Book HomeLearning Perl, 3rd EditionSearch this book

2.3. Strings

Strings are sequences of characters (like hello). Strings may contain any combination of any characters.[48]

[48]Unlike C or C++, there's nothing special about the NUL character in Perl, because Perl uses length counting, not a null byte, to determine the end of the string.

The shortest possible string has no characters. The longest string fills all of your available memory (although you wouldn't be able to do much with that). This is in accordance with the principle of "no built-in limits" that Perl follows at every opportunity. Typical strings are printable sequences of letters and digits and punctuation in the ASCII 32 to ASCII 126 range. However, the ability to have any character in a string means you can create, scan, and manipulate raw binary data as strings -- something with which many other utilities would have great difficulty. For example, you could update a graphical image or compiled program by reading it into a Perl string, making the change, and writing the result back out.

Like numbers, strings have a literal representation, which is the way you represent the string in a Perl program. Literal strings come in two different flavors: single-quoted string literals and double-quoted string literals.

2.3.1. Single-Quoted String Literals

A single-quoted string literal is a sequence of characters enclosed in single quotes. The single quotes are not part of the string itself -- they're just there to let Perl identify the beginning and the ending of the string. Any character other than a single quote or a backslash between the quote marks (including newline characters, if the string continues onto successive lines) stands for itself inside a string. To get a backslash, put two backslashes in a row, and to get a single quote, put a backslash followed by a single quote. In other words:

'fred'    # those four characters: f, r, e, and d
'barney'  # those six characters
''        # the null string (no characters)
'Don\'t let an apostrophe end this string prematurely!'
'the last character of this string is a backslash: \\'
'hello\n' # hello followed by backslash followed by n
'hello
there'    # hello, newline, there (11 characters total)
'\'\\'    # single quote followed by backslash

Note that the \n within a single-quoted string is not interpreted as a newline, but as the two characters backslash and n. Only when the backslash is followed by another backslash or a single quote does it have special meaning.

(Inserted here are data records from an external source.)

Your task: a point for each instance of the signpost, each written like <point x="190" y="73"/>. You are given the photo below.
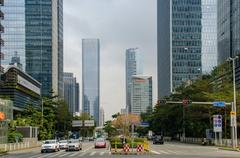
<point x="219" y="104"/>
<point x="217" y="128"/>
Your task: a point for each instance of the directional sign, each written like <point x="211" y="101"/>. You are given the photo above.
<point x="144" y="124"/>
<point x="217" y="123"/>
<point x="219" y="103"/>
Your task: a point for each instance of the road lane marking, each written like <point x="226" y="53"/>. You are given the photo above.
<point x="155" y="152"/>
<point x="74" y="154"/>
<point x="64" y="155"/>
<point x="93" y="153"/>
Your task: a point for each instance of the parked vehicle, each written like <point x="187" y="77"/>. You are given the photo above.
<point x="63" y="144"/>
<point x="74" y="144"/>
<point x="100" y="143"/>
<point x="158" y="139"/>
<point x="50" y="145"/>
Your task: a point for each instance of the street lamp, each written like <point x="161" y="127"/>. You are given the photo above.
<point x="234" y="107"/>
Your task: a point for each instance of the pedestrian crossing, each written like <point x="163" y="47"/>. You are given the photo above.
<point x="166" y="152"/>
<point x="62" y="154"/>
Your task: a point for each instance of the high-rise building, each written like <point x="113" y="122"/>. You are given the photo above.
<point x="141" y="93"/>
<point x="101" y="117"/>
<point x="209" y="35"/>
<point x="43" y="37"/>
<point x="228" y="33"/>
<point x="14" y="32"/>
<point x="133" y="67"/>
<point x="91" y="77"/>
<point x="179" y="43"/>
<point x="71" y="92"/>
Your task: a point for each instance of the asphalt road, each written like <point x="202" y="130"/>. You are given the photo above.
<point x="168" y="150"/>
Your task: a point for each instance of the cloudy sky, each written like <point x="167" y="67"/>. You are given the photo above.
<point x="119" y="24"/>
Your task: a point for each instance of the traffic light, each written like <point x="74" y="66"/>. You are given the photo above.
<point x="162" y="101"/>
<point x="186" y="102"/>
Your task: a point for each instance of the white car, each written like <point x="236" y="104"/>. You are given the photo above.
<point x="50" y="145"/>
<point x="74" y="144"/>
<point x="63" y="144"/>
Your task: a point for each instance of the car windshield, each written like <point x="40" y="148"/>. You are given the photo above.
<point x="63" y="141"/>
<point x="50" y="142"/>
<point x="73" y="141"/>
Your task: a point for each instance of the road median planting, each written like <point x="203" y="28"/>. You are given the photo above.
<point x="129" y="146"/>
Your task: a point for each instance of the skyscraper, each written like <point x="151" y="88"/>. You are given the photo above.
<point x="71" y="92"/>
<point x="91" y="77"/>
<point x="133" y="67"/>
<point x="179" y="43"/>
<point x="228" y="33"/>
<point x="14" y="32"/>
<point x="141" y="95"/>
<point x="43" y="37"/>
<point x="209" y="35"/>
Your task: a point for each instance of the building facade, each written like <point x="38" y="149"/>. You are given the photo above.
<point x="209" y="35"/>
<point x="141" y="93"/>
<point x="134" y="66"/>
<point x="179" y="43"/>
<point x="20" y="87"/>
<point x="43" y="37"/>
<point x="101" y="117"/>
<point x="14" y="32"/>
<point x="71" y="89"/>
<point x="91" y="77"/>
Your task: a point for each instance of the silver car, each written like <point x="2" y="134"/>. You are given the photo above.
<point x="74" y="145"/>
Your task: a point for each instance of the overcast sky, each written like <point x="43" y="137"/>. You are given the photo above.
<point x="119" y="24"/>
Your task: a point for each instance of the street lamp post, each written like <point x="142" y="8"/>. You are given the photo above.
<point x="234" y="107"/>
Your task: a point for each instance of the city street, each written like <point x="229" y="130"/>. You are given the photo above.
<point x="168" y="150"/>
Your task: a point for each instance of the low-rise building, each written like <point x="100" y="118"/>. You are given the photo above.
<point x="20" y="87"/>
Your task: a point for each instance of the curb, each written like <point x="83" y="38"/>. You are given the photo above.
<point x="229" y="149"/>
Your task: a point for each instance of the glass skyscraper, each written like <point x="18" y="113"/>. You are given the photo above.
<point x="91" y="77"/>
<point x="179" y="43"/>
<point x="134" y="66"/>
<point x="44" y="44"/>
<point x="71" y="92"/>
<point x="141" y="94"/>
<point x="209" y="35"/>
<point x="228" y="33"/>
<point x="14" y="32"/>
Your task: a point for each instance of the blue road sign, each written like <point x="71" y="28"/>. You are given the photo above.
<point x="219" y="103"/>
<point x="144" y="124"/>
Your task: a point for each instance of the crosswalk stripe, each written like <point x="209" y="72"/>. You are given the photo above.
<point x="64" y="155"/>
<point x="93" y="153"/>
<point x="74" y="154"/>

2.3.2. Double-Quoted String Literals

A double-quoted string literal is similar to the strings you may have seen in other languages. Once again, it's a sequence of characters, although this time enclosed in double quotes. But now the backslash takes on its full power to specify certain control characters, or even any character at all through octal and hex representations. Here are some double-quoted strings:

"barney"        # just the same as 'barney'
"hello world\n" # hello world, and a newline
"The last character of this string is a quote mark: \""
"coke\tsprite"  # coke, a tab, and sprite

Note that the double-quoted literal string "barney" means the same six-character string to Perl as does the single-quoted literal string 'barney'. It's like what we saw with numeric literals, where we saw that 0377 was another way to write 255.0. Perl lets you write the literal in the way that makes more sense to you. Of course, if you wish to use a backslash escape (like \n to mean a newline character), you'll need to use the double quotes.

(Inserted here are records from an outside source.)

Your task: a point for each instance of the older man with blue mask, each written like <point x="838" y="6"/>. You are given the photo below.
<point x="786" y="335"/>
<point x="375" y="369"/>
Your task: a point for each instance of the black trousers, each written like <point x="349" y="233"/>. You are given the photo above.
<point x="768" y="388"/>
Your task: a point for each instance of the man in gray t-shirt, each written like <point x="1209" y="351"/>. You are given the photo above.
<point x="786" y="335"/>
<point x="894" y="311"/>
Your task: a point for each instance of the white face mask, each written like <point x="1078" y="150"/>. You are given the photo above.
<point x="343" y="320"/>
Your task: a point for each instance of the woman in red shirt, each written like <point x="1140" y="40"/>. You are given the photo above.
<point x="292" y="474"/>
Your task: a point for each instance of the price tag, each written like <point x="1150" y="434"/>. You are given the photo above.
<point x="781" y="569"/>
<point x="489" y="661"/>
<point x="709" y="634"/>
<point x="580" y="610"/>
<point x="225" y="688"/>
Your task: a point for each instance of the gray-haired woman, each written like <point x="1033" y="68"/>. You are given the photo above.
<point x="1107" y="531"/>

The backslash can precede many different characters to mean different things (generally called a backslash escape). The nearly complete[49] list of double-quoted string escapes is given in Table 2-1.

[49]Recent versions of Perl have introduced "Unicode" escapes, which we aren't going to be talking about here.

Table 2-1. Double-quoted string backslash escapes

Construct

Meaning

\n

Newline

\r

Return

\t

Tab

\f

Formfeed

\b

Backspace

\a

Bell

\e

Escape (ASCII escape character)

\007

Any octal ASCII value (here, 007 = bell)

\x7f

Any hex ASCII value (here, 7f = delete)

\cC

A "control" character (here, Ctrl-C)

\\

Backslash

\"

Double quote

\l

Lowercase next letter

\L

Lowercase all following letters until \E

\u

Uppercase next letter

\U

Uppercase all following letters until \E

\Q

Quote non-word characters by adding a backslash until \E

\E

Terminate \L, \U, or \Q

Another feature of double-quoted strings is that they are variable interpolated, meaning that some variable names within the string are replaced with their current values when the strings are used. We haven't formally been introduced to what a variable looks like yet, so we'll get back to this later in this chapter.

2.3.3. String Operators

String values can be concatenated with the . operator. (Yes, that's a single period.) This does not alter either string, any more than 2+3 alters either 2 or 3. The resulting (longer) string is then available for further computation or to be stored into a variable. For example:

"hello" . "world"       # same as "helloworld"
"hello" . ' ' . "world" # same as 'hello world'
'hello world' . "\n"    # same as "hello world\n"

Note that the concatenation must be explicitly requested with the . operator, unlike in some other languages where you merely have to stick the two values next to each other.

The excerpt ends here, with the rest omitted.